China has sent a large shipment of fish fry to the Philippines as part of an ongoing strategy to reduce tension over territorial disputes by assisting the development of the Filipino aquaculture sector.
Chinese recently officials loaded 100,000 leopard coral grouper fry in the port of Wenchang, Hainan Province, on a boat bound for the Philippines. A handover was overseen by China’s ministry of agriculture and the country’s Academy of Fisheries, which is advising the Philippines on aquaculture methods.
“We want to see a new era in China-Philippines fishery cooperation,” Liu Xin Zhong, head of fisheries management at the Ministry of Agriculture, said at the hand-off ceremony.
Leopard grouper fry and aquaculture training – and access to China’s market – are being used by China as part of a charm offensive to reduce tension in the South China Sea. The campaign has the secondary aim of seeking to draw in more premium seafood supply from Southeast Asian nations, particularly the Philippines.
China was enraged when the Philippines in 2015 took a case against China into arbitration by the United Nations, which ultimately ruled invalid China’s claims on parts of the South China Sea also claimed by Manila. Stakes were raised further when Chinese patrol vessels continued to prevent Filipino boats from fishing in the disputed waters, even after the ruling.

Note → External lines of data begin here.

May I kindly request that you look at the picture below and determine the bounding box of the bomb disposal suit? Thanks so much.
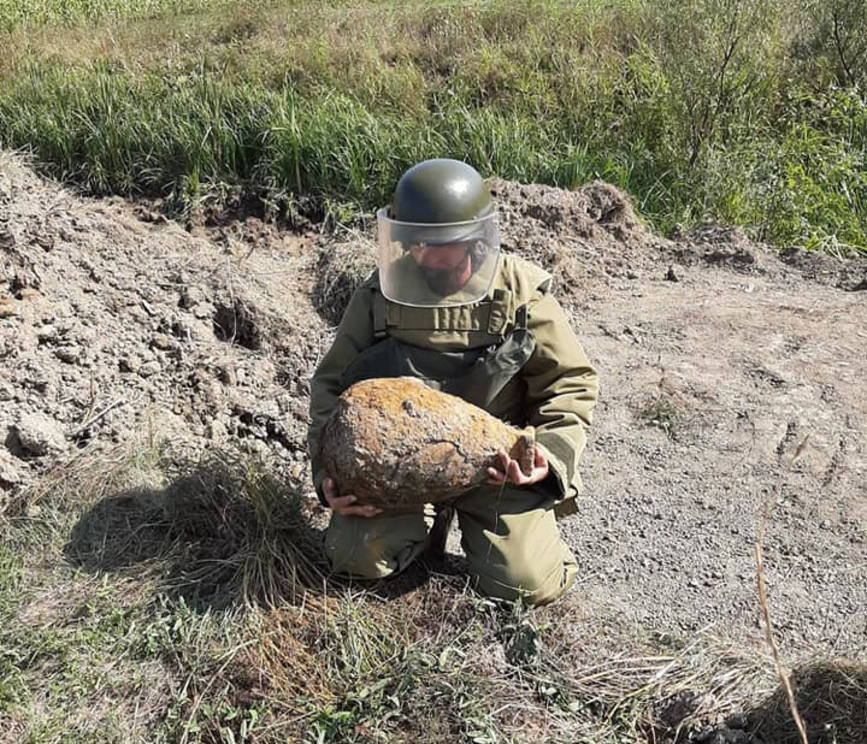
[309,159,598,604]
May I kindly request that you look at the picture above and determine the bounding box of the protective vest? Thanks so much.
[341,283,536,409]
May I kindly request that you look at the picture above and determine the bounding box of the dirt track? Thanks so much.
[0,155,867,657]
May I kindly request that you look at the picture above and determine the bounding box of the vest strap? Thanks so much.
[372,289,388,341]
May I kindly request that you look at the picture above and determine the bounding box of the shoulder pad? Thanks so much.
[499,253,551,307]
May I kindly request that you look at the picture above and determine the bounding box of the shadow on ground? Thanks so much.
[64,457,327,609]
[64,455,457,610]
[749,662,867,744]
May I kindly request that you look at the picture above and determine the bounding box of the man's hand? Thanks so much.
[488,447,548,486]
[322,478,382,517]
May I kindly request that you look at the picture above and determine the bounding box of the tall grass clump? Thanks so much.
[0,0,867,252]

But Beijing changed course in 2017 and pledged to ship 100,000 coral grouper fry (plecropomus leopardus) to Davao and Palawan islands by 2019. The fry were requested by the Philippines, according to Chinese Vice Minister for Agriculture Han Xu, who suggested that the finished fish could be bought back by Chinese restaurateurs.
While tensions remain – Philippines fishermen have angrily rejected Chinese offers to cease fishing in return for training in aquaculture – the Philippines was one of 15 countries invited earlier this month to the Ocean Summit at “World Ocean Week” in Xiamen that saw officials and executives from Africa and Asia meet with Chinese policy makers and fishing executives in the Fujian region, which is a hub for China’s distant-water fleet.